L'ULTIMA DOMENICA DI CARNEVALE

L'ULTIMA DOMENICA DI CARNEVALE

Stava attraversando di corsa i Fori Imperiali quando andò a scontrarsi con due ragazzi che ne stavano uscendo.
“Pardon!” si scusò.
Diciotto anni appena compiuti, fisico promettente, Ludovico era assiduo frequentare di quel locale e vi  aveva appena fatto una capatina, come ogni giorno, prima di recarsi alla Federazione del Carnevale di quartiere per partecipare alla sfilata dei carri; quella era l’ultima domenica di carnevale.
“Prego.” rispose uno dei due, scansandosi.
“Ehilà! – esclamò, invece, il compagno –Ma tu sei  Ludovico  S.”
“Sono io. Sì! E tu chi sei?”
Ludovico era un po’ stupito, non conosceva nessuno dei due.
“Sono Marco. Non ti ricordi me?”
Il ragazzo cercò nella memoria quel volto sconosciuto che tale, però, rimase.
“Mi dispiace. – disse – Ma davvero non mi ricordo di te.”
“II  C… Scuola Media… Istituto Manzoni…”
“Davvero mi spiace.”
Ludovico continuava a scuotere il capo.
“Non fa niente. – quello gli diede una pacca sulla spalla –Prima o poi ricorderai.
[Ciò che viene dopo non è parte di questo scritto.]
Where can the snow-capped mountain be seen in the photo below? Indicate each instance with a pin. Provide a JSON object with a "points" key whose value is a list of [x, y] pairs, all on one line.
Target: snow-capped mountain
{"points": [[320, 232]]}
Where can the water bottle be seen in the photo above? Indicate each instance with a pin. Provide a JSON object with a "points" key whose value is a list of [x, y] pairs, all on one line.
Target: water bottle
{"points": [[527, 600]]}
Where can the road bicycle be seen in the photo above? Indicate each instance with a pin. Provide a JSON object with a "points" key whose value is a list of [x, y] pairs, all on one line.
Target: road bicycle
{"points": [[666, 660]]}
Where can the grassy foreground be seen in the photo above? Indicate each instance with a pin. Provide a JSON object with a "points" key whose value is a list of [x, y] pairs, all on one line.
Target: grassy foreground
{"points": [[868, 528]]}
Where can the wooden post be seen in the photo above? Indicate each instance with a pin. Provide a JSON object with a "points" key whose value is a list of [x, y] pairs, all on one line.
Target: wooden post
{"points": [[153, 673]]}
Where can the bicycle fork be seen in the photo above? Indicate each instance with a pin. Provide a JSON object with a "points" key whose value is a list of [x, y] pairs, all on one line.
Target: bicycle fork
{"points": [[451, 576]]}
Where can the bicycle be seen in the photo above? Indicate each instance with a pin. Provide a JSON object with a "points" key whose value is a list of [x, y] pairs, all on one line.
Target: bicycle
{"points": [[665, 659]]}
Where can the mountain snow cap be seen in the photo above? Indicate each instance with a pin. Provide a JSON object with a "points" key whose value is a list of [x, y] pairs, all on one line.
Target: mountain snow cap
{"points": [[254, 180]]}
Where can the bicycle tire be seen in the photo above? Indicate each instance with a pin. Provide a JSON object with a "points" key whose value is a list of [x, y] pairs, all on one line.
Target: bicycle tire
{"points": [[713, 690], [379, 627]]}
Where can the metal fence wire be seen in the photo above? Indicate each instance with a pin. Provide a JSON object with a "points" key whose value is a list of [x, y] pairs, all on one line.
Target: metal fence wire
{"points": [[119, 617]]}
Vieni, Sandro.” continuò rivolto al compagno.
“Dovrei conoscere anche lui?” domandò Ludovico.
“No. No! Io ti vedo per la prima volta.” s’affrettò a precisare quello.
“Almeno con te non ho fatto figuracce… - rise il ragazzo, poi – Vi offro qualcosa. Entriamo in quel bar.”
“Mi spiace. – fece Sandro – Ma siamo qui per un servizio.”
“Quale servizio?” so incuriosì Ludovico.
“Un’intervista televisiva e… - s’interruppe – Dì un po’ Marco- continuò rivolto verso il compagno – Perché l’intervista non la facciamo al tuo vecchio compagno di scuola?”
“Quale intervista?” chiese ancora Ludovico.
“Per una rubrica culturale. – Sandro si avviò in direzione di un furgoncino in sosta – Dobbiamo porti delle domande e riempire questo questionario.”
“O.K.”
Ludovico lo seguì e dietro di lui, Marco.
Giunti che furono dietro il furgoncino
“E’ la prima volta che qualcuno mi fa un’intervista.” disse Ludovico; Sandro era sempre alle sue palle e il ragazzo non s’avvide dello sguardo d’intesa intercorso dei due, né vide il braccio di Sandro, armato di una pistola alzarsi e colpirlo alla nuca con il calcio dell’arma.
Senza un gemito e con lo stupore più profondo stampato sulla faccia, il ragazzo si accasciò  tra le braccia di Sandro.
Un attimo dopo era a bordo del furgoncino diretto chissà dove.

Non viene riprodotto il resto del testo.